Il a été élu pour ça et il osera tout

Les 100 premiers jours du quadriennat de Donald Trump s’annonçaient assez animés. En effet, il a été élu en proposant un programme extrémiste et à partir de prises de position et déclarations publiques outrancières.

Si vous avez cru qu’il s’agissait là de propos de campagne et que tout se calmerait dès que les élections seraient passées, c’est que vous avez fait une erreur d’appréciation, erreur que j’ai faite également car cyniquement on peut penser que les promesses n’engagent que ceux qui les tiennent est un mode de raisonnement courant dans une démocratie un peu frelatée mais qui à l’usage arrive à équilibrer toutes les outrances de tribune.

Ainsi j’ai eu beaucoup de mal à croire que « la finance » était réellement l’ennemi du Président de la République sortant mais je pensais que le jeu parlementaire pouvait introduire plus de retenue dans les dérives du système bancaire français.

Et si vous prenez toutes élections de ces 40 dernières années dans la plupart des démocraties européennes à droite comme à gauche, en France (« la réduction de la fracture sociale », « ensemble tout devient possible », « la démocratie participative », « le changement c’est maintenant ») comme à l’étranger (Tsipras en Grèce par exemple, Blair au Royaume-Uni ou le SPD de Schroëder en Allemagne), les élections se sont faites sur des promesses auxquelles les électeurs voulaient croire.

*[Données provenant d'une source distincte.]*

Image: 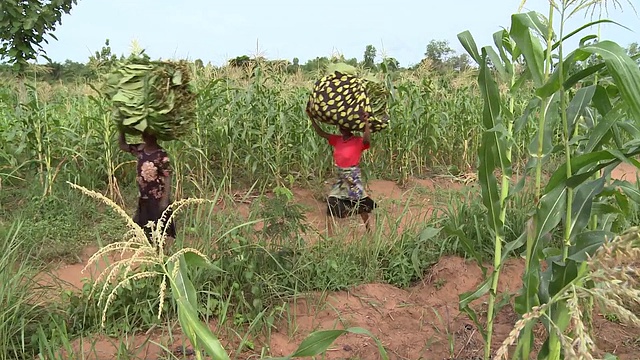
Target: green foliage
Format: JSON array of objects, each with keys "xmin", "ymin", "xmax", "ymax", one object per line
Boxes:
[
  {"xmin": 0, "ymin": 0, "xmax": 77, "ymax": 73},
  {"xmin": 459, "ymin": 2, "xmax": 640, "ymax": 359}
]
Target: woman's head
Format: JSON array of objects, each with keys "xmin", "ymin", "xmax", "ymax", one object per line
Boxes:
[
  {"xmin": 340, "ymin": 127, "xmax": 353, "ymax": 137},
  {"xmin": 142, "ymin": 130, "xmax": 158, "ymax": 145}
]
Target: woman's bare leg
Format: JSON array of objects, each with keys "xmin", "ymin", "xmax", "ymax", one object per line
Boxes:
[
  {"xmin": 327, "ymin": 215, "xmax": 333, "ymax": 237},
  {"xmin": 360, "ymin": 212, "xmax": 371, "ymax": 233}
]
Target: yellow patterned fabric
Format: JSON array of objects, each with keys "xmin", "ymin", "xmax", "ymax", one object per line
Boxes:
[{"xmin": 307, "ymin": 72, "xmax": 388, "ymax": 132}]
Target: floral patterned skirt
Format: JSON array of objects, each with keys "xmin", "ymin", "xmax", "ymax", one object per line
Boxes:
[
  {"xmin": 327, "ymin": 166, "xmax": 378, "ymax": 218},
  {"xmin": 133, "ymin": 197, "xmax": 176, "ymax": 241}
]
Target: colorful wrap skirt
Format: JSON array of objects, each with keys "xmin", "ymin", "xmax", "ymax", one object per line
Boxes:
[{"xmin": 327, "ymin": 166, "xmax": 378, "ymax": 218}]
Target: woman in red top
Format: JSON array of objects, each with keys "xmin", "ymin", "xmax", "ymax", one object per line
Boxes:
[{"xmin": 307, "ymin": 108, "xmax": 377, "ymax": 236}]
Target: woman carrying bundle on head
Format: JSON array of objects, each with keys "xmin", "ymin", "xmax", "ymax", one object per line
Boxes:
[
  {"xmin": 306, "ymin": 63, "xmax": 389, "ymax": 236},
  {"xmin": 119, "ymin": 131, "xmax": 176, "ymax": 247},
  {"xmin": 105, "ymin": 53, "xmax": 196, "ymax": 252},
  {"xmin": 307, "ymin": 103, "xmax": 377, "ymax": 236}
]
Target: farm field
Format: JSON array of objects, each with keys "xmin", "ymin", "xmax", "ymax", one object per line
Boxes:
[
  {"xmin": 0, "ymin": 1, "xmax": 640, "ymax": 360},
  {"xmin": 32, "ymin": 164, "xmax": 640, "ymax": 360},
  {"xmin": 0, "ymin": 63, "xmax": 640, "ymax": 359}
]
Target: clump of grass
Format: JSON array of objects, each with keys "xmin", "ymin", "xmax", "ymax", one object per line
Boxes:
[
  {"xmin": 68, "ymin": 182, "xmax": 209, "ymax": 327},
  {"xmin": 496, "ymin": 227, "xmax": 640, "ymax": 359}
]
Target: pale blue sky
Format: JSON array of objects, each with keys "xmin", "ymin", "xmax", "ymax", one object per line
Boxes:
[{"xmin": 37, "ymin": 0, "xmax": 640, "ymax": 66}]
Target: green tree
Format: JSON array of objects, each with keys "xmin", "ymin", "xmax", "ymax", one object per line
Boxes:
[
  {"xmin": 0, "ymin": 0, "xmax": 77, "ymax": 73},
  {"xmin": 87, "ymin": 39, "xmax": 118, "ymax": 73},
  {"xmin": 424, "ymin": 40, "xmax": 456, "ymax": 70},
  {"xmin": 382, "ymin": 57, "xmax": 400, "ymax": 71},
  {"xmin": 362, "ymin": 45, "xmax": 377, "ymax": 69},
  {"xmin": 446, "ymin": 54, "xmax": 471, "ymax": 71}
]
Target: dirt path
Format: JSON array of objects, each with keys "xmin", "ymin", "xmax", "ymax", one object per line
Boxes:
[{"xmin": 42, "ymin": 164, "xmax": 640, "ymax": 360}]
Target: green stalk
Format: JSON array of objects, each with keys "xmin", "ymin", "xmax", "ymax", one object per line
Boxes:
[
  {"xmin": 590, "ymin": 8, "xmax": 604, "ymax": 230},
  {"xmin": 535, "ymin": 3, "xmax": 554, "ymax": 203},
  {"xmin": 548, "ymin": 2, "xmax": 573, "ymax": 360},
  {"xmin": 558, "ymin": 2, "xmax": 573, "ymax": 260}
]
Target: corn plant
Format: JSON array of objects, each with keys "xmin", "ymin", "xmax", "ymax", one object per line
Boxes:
[
  {"xmin": 67, "ymin": 182, "xmax": 388, "ymax": 360},
  {"xmin": 459, "ymin": 1, "xmax": 640, "ymax": 359}
]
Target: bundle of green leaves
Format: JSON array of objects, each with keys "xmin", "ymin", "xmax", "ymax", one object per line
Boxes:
[{"xmin": 105, "ymin": 57, "xmax": 196, "ymax": 141}]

Ces promesses n’ont pas toutes été tenues loin de là car elles n’étaient pas toutes tenables. Evidemment, cela nuit à la crédibilité des hommes politiques qui s’en sont servis mais cela n’a pas remis en cause les fondements de ces régimes démocratiques. En fin de compte, les peuples n’en veulent pas après coup à leurs élus d’avoir mené une politique plus modérée que leurs propos outranciers ne le laissait croire. Certes, il fallait leur faire payer leurs petits mensonges et donc les renvoyer pour quelque temps dans l’opposition, quitte à les faire revenir quelques années plus tard.

Manifestement  Monsieur Trump est d’une autre trempe et ceci n’a rien de laudatif sous ma plume. Ses premiers gestes ont été spectaculaires mais pour l’instant peu efficaces car la riposte l’a été, notamment sur les décrets anti-immigration sélectifs. Il a récidivé sur le système de protection sociale instauré par son prédécesseur mais là il s’est fait contrer non seulement sur sa gauche mais aussi sur sa droite. Pensez-vous que cela le décourageât. Que nenni ! Dans la foulée, il détricotait une partie de l’action en matière d’environnement par décret et pour l’instant personne n’a vraiment réagi. DE même, il a commencé à construire son mur. Et naturellement, en application du spoil system, il a systématiquement mis aux postes clés dans les administrations et les agences les gens qui pendant des années s’étaient opposés à l’action de ces administrations et ces agences. Et soyez sûr qu’il continuera. La seule chose qui puisse le bloquer, c’est que l’opposition soit tellement efficace qu’il arrivera aux élections de mi-mandat avec un bilan tellement maigre que les 4 à 5% qui font la différence dans les élections  basculeront dans le vote sanction par déception et impatience. Par contre si la garde baisse, il continuera sans se démonter.

N’oublions pas que d’autres se sont faits également élire sur des programmes radicaux et qu’ils ont connu des débuts difficiles, comme l’actuel président turc qui fut longtemps un Premier Ministre qui osait, puis se dérobait face à l’opposition jusqu’à ce qu’un jour une partie de son opposition se lasse, à gauche, ou se fâche et commette l’erreur fatale d’un coup d’Etat manqué. Depuis il a l’horizon dégagé comme jamais mais cela lui a pris 10 ans.

Il est à craindre qu’à force de pilonner, Trump ne finisse par trouver une faille. On ne peut pas non plus exclure qu’il apprenne les codes de Washington et que s’appuyant sur les relais qu’il est en train de mettre en place dans les administrations et agences d’Etat, il sape progressivement toutes les avancées des années Obama ET Clinton (Bill pas Hillary).

C’est toujours ainsi que les extrémistes arrivés au pouvoir par la voie démocratique agissent et cela se termine souvent par … la disparition de la démocratie. La leçon est à méditer dans les pays d’Europe occidentale qu’une telle aventure pourrait tenter dans les semaines ou les mois à venir. Cela peut être le déclenchement d’un processus qui pourrait mal se terminer pour leur régime démocratique dont ils sont pourtant si fiers.